If you are looking for thrilling day-after-the-historic-storm anecdotes from Cattaraugus County, you will be disappointed. I suggest you turn to the BBC News. Once again, Western New York is the Big Apple and New England's poor relation. We didn't even get three inches, darn it! Let alone three feet!
And just a light dusting on the woodpile.
And people had been getting so excited too. A lady grabbed me in the Post Office, half-trembling anticipation in her eyes, the sort where you're about to spread someone else's bad news, "Is the rain turning to snow yet? The YMCA changing room Jeremiah-esses tut-tutted and shook their heads at the impending catastrophe. I have discovered that no one, no, not even the British, can beat Western New Yorkers at talking about the weather. "Stay warm!" is the normal valedictory.

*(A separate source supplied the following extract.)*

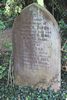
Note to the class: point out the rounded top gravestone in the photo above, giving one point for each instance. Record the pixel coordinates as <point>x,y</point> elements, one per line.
<point>36,48</point>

I hear the sound of desultory scraping, evidently hubby keeping his snow-shovelling muscles in trim. But it doesn't last long. A long-time Western New Yorker, unlike me, he wonders what all the fuss is about, even in faraway Boston, "Historic? Come on! It's just an old-fashioned winter storm, the kind we used to get all the time." I sympathise with the media, though, it can be pretty exasperating when a big buildup turns into nothing much. Here, we're told that it was much worse while we were in Florida. And you know something, while I sometimes miss no longer being at the centre of international drama, I'm not complaining.